Chris Klein and Jessica Campbell, two film newcomers, also fit neatly into their respective roles. Klein is probably the most completely likable character in the film, as his Paul comes off as always innocent, even after we see him doing several arguably negative things, because he is so unintelligible and dense that he never really comprehends the things he's doing. There's no denying, however, that Paul has a big heart, and he cares about others. Jessica Campbell turns in a touching performance as the outsider, Tammy, who is torn apart when the girl she loves breaks up with her. "I'm not really a lesbian, though," Tammy reassures. "It just so happens that so far all of the people I have been attracted to have been girls."
If "She's All That" is "'Pygmalion' set in a high school" and "10 Things I Hate About You" is "'The Taming of the Shrew' set in a high school," "Election" is "'Fargo' set in a high school," and out of the three the latter is definately the highest honor.
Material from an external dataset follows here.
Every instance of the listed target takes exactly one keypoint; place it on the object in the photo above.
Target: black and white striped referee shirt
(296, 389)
We don't necessarily watch "Election" as much as we absorb every single second of its constant entertainment and pleasures, excited to find out where it will lead us. Of technical note, the music score by Rolfe Tent is distinct and often even gains laughs because of its frightening perfection, sort of like Tracey herself. Writers Payne and Jim Taylor have fashioned one of the most fresh and original screenplays to come along in some time, as it never condescends to any of its potential audience members, whether it be adults or teens. "Election" is a dazzling dark comedy, clear in both tone and substance, and has the ability to be rib-tickling one moment and poignant the next, all the while never losing sight of its truthfulness and courage. In a week when "The Mummy" will unfairly be the #1 movie in America, making tens of millions of dollars, "Election" is the real deal, and now that it is in wide release, make it an effort to go out and see this sure-to-be classic as soon as humanly possible.